Nada surtió efecto, el muchacho seguía sin apetito, atontado por el malestar. A la imagen del padre ahorcado se sumaba el recuerdo del día en que fue a enterrar a los muertos en el campo de prisioneros. Katharina lo miraba insistente con sus ojos sosegados, lo seguía por la casa y por último lo llevó de la mano y trató de meterse con él debajo de la mesa de la cocina, pero ambos estaban ya demasiado crecidos. Entonces se acurrucó a su lado y comenzó a murmurar una de esas largas letanías de la infancia.
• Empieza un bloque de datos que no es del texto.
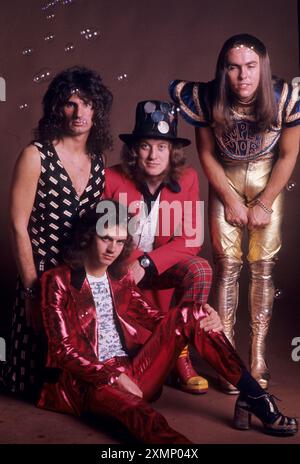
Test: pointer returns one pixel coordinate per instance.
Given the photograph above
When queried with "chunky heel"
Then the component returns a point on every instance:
(242, 418)
(265, 409)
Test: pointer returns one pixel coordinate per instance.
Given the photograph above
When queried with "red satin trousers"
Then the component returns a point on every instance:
(150, 367)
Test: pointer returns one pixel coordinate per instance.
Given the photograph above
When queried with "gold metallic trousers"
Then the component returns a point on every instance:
(248, 180)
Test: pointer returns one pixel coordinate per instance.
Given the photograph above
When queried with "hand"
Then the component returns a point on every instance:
(258, 218)
(212, 321)
(236, 213)
(33, 314)
(137, 270)
(125, 383)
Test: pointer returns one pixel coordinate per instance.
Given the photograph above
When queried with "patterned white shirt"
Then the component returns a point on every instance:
(109, 341)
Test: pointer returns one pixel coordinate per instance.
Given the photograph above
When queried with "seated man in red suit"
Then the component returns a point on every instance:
(164, 195)
(111, 350)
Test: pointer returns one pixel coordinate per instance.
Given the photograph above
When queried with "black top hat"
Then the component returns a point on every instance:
(155, 119)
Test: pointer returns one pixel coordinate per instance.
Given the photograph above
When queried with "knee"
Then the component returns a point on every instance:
(199, 269)
(262, 270)
(228, 269)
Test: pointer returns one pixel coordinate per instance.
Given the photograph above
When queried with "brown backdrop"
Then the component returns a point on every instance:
(151, 42)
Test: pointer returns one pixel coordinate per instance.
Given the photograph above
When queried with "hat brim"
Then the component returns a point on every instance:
(131, 138)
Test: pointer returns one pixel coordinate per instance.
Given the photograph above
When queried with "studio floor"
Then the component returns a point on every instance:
(203, 419)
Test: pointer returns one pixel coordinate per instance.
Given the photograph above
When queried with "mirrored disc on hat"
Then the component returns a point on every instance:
(157, 116)
(149, 107)
(165, 107)
(163, 127)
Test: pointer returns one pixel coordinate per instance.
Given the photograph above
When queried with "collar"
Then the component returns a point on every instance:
(172, 185)
(78, 276)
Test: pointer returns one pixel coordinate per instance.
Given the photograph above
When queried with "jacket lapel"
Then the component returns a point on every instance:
(84, 306)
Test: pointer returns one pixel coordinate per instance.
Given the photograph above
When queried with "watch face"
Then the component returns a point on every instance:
(145, 262)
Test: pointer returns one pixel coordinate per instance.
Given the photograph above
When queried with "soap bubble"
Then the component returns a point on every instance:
(27, 51)
(42, 76)
(122, 77)
(278, 294)
(23, 106)
(291, 185)
(49, 37)
(69, 48)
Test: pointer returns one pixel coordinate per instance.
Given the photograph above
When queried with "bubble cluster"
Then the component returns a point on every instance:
(48, 5)
(42, 76)
(90, 34)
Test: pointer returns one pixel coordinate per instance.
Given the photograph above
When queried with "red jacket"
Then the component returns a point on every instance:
(169, 249)
(69, 316)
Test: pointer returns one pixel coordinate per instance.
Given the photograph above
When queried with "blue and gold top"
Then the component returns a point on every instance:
(241, 142)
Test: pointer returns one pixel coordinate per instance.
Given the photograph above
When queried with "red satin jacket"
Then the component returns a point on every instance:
(69, 316)
(169, 248)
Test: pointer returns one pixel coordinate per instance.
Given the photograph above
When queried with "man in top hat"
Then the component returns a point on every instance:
(163, 194)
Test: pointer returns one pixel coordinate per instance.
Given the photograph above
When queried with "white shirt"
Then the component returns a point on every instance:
(109, 341)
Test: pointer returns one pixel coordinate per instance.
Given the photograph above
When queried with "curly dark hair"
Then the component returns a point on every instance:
(88, 85)
(88, 227)
(129, 158)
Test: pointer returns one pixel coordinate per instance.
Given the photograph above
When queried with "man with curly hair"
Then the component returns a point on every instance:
(58, 178)
(164, 195)
(110, 350)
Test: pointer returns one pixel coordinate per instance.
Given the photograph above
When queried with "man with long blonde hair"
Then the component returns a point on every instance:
(247, 133)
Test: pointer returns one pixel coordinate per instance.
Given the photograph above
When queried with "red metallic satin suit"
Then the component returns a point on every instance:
(152, 341)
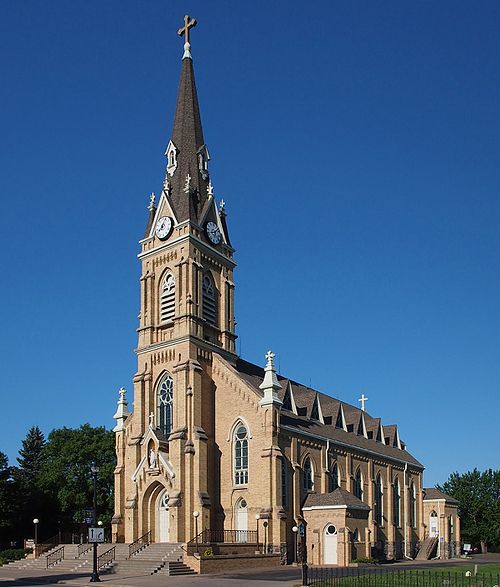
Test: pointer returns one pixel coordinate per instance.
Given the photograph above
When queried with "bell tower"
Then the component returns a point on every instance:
(165, 448)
El jueves temprano entró su madre a despertarlo para ir al liceo y lo encontró volteado hacia la pared, pálido y exhausto, con la decisión evidente de morirse, porque ya no podía soportar el asedio de tantos fantasmas. Ella comprendió que se consumiría en el ardor de la culpa por haber deseado cometer él mismo ese crimen y, sin decir palabra, la señora Carlé se dirigió al armario y empezó a hurgar. Encontró objetos perdidos desde hacía años, ropa sin uso, juguetes de sus hijos, radiografías del cerebro de Katharina, la escopeta de Jochen. Allí estaban también los zapatos de charol rojo con tacones de estilete y se sorprendió de que evocaran en ella tan pocos rencores, ni siquiera tuvo el impulso de lanzarlos a la basura, los llevó a la chimenea y los colocó junto al retrato de su difunto marido, uno a cada lado, como un altar. Por fin dio con la bolsa de lona usada por Lukas Carlé durante la guerra, un saco verde con firmes correas de cuero, y con la misma pulcritud excesiva con que ejecutaba todos los oficios de la casa y del campo, acomodó dentro del saco las ropas de su hijo menor, una fotografía suya el día de su boda, una caja de cartón forrada con seda donde guardaba un rizo de Katharina y un paquete de galletas de avena horneadas por ella el día anterior.